Evocative and exciting, the new trailer leaves no doubt that Star Trek: Discovery will be the most beautiful and cinematic Trek TV series yet. It brings the sleek (and, yes, sometimes lens flare-filled) aesthetic of the recent “Kelvin Timeline” movies to Trek’s “Prime” universe. If the scripts and characterizations are as gorgeous as the visuals, Star Trek: Discovery should soar.

Trek Talk Saturday

Image: TrekMovie.com

Saturday’s highly anticipated Star Trek: Discovery panel featured cast members Martin-Green, Isaacs, Frain, Wilson (who served as panel moderator), Doug Jones (Lt. Saru, the death-sensing alien science officer, a Kelpian, featured in the first trailer), Shazad Latif (Lt. Ash Tyler), Mary Wiseman (engineering cadet Sylvia Tilly), Anthony Rapp (Lt. Paul Stamets), as well as executive producers Alex Kurtzman, Gretchen J. Berg, Aaron Harberts, Heather Kadin, and Akiva Goldsman.

What were some of the biggest highlights from the Trek panel?

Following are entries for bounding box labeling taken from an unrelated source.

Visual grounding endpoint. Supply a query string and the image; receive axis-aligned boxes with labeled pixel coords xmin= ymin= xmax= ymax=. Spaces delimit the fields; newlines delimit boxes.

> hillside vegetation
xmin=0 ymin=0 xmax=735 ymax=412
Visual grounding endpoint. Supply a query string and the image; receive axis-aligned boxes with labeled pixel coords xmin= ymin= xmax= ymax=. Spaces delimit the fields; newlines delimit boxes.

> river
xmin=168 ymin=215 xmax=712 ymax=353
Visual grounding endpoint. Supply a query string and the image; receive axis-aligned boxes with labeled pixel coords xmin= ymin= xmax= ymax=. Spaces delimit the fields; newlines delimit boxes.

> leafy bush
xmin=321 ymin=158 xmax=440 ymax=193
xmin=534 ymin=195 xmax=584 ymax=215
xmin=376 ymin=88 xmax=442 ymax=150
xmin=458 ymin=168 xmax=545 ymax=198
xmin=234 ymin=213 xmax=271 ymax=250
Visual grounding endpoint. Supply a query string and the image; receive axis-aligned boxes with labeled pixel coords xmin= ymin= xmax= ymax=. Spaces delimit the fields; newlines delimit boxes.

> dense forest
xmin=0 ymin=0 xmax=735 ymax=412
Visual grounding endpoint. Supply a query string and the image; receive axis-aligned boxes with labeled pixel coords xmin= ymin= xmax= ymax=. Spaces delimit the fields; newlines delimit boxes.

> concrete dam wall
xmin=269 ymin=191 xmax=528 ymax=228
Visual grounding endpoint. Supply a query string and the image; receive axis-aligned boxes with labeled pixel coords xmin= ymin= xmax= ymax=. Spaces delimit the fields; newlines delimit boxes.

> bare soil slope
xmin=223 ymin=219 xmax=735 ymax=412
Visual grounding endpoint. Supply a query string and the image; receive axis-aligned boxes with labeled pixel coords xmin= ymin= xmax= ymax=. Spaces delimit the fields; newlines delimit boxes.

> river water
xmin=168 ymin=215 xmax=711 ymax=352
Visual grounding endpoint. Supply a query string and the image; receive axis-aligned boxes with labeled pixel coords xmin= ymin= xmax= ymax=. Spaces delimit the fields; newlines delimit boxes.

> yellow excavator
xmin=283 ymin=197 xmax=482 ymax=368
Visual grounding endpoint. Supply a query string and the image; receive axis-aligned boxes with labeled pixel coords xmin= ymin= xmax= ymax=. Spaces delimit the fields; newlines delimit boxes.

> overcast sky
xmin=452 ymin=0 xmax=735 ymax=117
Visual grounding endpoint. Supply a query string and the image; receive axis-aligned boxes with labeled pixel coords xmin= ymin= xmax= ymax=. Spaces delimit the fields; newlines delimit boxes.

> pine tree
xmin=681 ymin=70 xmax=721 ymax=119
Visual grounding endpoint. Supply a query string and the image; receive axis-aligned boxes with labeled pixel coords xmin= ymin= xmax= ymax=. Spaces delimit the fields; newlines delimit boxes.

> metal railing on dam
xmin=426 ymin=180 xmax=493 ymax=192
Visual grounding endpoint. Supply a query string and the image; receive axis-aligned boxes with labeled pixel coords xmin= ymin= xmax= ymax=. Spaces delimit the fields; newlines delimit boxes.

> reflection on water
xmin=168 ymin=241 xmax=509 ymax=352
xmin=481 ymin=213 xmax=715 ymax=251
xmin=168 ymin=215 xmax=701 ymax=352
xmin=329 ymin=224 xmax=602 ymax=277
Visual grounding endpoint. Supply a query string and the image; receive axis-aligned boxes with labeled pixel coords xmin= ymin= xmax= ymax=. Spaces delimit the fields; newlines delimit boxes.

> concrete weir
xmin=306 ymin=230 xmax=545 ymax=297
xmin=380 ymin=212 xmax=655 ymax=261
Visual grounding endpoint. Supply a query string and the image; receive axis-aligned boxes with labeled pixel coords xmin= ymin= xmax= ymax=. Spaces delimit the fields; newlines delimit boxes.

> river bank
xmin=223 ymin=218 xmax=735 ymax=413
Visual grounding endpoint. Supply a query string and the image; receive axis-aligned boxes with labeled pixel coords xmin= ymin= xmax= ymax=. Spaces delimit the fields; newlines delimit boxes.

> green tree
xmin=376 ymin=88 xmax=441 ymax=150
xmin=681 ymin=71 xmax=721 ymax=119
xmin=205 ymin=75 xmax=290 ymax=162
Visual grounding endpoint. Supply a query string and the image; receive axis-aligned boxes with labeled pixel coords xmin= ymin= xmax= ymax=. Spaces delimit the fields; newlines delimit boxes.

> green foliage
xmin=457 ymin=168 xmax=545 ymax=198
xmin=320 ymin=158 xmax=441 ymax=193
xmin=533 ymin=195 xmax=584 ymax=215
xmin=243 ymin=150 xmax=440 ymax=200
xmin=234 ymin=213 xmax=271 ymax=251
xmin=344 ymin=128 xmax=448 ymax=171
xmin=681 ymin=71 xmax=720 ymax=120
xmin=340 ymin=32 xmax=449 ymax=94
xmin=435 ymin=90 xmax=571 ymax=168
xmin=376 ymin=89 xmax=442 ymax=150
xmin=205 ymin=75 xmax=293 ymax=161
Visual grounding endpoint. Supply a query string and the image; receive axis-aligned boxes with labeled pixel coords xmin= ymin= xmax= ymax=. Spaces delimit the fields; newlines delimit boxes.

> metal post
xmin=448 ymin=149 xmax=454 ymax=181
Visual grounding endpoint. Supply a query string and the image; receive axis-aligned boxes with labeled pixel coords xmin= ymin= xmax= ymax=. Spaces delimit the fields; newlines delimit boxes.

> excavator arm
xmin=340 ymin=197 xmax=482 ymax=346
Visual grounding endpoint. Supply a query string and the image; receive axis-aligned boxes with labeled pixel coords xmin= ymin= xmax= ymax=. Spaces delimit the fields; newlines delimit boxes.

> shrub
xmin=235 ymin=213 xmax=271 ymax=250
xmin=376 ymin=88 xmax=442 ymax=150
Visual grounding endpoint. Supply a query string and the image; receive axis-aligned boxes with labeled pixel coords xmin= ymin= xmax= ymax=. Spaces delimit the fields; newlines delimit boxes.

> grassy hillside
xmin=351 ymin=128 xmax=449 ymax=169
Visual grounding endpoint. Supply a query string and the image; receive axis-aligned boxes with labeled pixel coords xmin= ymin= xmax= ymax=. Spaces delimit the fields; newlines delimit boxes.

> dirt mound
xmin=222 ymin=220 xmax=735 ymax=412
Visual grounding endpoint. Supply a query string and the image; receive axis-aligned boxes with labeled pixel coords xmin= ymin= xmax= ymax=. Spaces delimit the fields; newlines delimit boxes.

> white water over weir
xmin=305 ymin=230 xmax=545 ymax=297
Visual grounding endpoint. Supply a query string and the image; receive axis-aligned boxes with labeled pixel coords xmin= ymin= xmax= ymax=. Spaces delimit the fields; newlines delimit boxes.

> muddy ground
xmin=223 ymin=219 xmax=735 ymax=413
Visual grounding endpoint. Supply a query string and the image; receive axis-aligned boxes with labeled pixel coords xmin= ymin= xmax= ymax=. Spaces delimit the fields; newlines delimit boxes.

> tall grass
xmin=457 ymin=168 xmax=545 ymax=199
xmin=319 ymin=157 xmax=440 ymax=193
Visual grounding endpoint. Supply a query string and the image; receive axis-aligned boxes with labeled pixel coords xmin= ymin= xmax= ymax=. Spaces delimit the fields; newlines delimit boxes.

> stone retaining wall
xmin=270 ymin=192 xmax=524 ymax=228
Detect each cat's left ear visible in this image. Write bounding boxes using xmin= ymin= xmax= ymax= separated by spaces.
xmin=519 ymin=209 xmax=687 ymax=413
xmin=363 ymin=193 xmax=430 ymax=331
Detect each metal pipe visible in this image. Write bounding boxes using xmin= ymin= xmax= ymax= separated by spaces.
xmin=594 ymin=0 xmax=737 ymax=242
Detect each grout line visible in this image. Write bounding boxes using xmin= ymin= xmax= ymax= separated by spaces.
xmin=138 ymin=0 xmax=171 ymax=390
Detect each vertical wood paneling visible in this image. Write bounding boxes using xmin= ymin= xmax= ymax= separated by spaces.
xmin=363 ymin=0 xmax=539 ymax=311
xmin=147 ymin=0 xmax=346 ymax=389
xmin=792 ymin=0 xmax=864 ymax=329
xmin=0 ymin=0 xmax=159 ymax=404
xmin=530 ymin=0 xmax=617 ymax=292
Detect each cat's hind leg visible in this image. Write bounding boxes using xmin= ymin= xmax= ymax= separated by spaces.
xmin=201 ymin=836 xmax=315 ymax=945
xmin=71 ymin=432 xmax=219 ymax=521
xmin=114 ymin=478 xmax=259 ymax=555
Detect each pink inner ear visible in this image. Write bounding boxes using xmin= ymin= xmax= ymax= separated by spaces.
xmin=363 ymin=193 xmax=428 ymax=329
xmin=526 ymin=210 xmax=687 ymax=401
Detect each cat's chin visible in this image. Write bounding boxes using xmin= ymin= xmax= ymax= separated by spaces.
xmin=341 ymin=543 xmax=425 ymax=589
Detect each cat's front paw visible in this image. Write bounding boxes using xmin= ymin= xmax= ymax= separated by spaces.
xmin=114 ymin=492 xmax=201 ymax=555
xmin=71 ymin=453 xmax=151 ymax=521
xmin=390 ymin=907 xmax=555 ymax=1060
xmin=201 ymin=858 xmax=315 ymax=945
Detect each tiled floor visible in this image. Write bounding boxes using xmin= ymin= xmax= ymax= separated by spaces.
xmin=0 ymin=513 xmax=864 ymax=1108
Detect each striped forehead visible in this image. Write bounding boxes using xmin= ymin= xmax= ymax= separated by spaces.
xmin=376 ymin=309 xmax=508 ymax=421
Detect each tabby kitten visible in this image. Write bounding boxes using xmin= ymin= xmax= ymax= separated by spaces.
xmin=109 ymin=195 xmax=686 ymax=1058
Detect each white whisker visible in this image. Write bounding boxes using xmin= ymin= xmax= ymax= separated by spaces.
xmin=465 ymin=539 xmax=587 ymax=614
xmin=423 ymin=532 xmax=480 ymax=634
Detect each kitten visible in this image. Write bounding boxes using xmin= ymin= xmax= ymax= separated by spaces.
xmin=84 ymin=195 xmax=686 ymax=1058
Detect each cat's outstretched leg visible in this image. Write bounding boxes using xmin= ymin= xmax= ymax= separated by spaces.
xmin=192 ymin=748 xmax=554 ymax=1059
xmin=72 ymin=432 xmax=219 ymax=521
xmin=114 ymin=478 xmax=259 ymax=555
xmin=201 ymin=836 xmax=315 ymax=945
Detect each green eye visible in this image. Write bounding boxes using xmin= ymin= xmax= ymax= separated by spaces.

  • The revelation that Burnham is Sarek’s adopted daughter – and thus the adopted sister of a Vulcan scientist of our acquaintance – caused warp-speed waves of excitement or trepidation, depending on whom you asked, throughout Star Trek Acknowledging the apparent canonical conundrums this creative choice raises, Kurtzman urged fans, “Be patient with us.”
  • Rapp reported he is “very proud” to be portraying “the first openly gay character in the history of TV Star Trek.” Lt. Stamets’ love interest will be the Discovery’s chief medical officer, Dr. Hugh Culber. Culber is played by Wilson Cruz, best known as Rickie Vasquez on My So Called Life. Commenting on Star Trek: Discovery’s cast as the most diverse yet in the franchise’s 51-year history, Martin-Wilson reminded the audience that diversity in unity has always been part of Trek’s vision of the future: “If you say you love the legacy of Star Trek, but you don’t love that, then you’ve missed it.”
  • Not all will be sweetness and light in this Trek! Isaacs said his character, Captain Lorca, has “a lot of sharp edges” and is “probably more [messed] up than any” of the other characters to occupy a starship’s center seat. Although fan media outlets have made much of Star Trek: Discovery’s intent to include conflict among the crew – an ostensible violation of franchise creator Gene Roddenberry’s original vision – Kurtzman stressed that the entire creative team loves the original Star Trek, and will still be looking to it for inspiration even as they explore different dimensions of the Star Trek
  • Speaking of kanon canon, Star Trek: Discovery’s Klingons will be speaking accurate Klingon language – and so, says Berg, “you will be reading” subtitles. Qapla’!

The human adventure begins again when Star Trek: Discovery premieres on Sunday, September 24 on CBS, before moving to streaming service CBS All Access for the rest of its 15-episode run.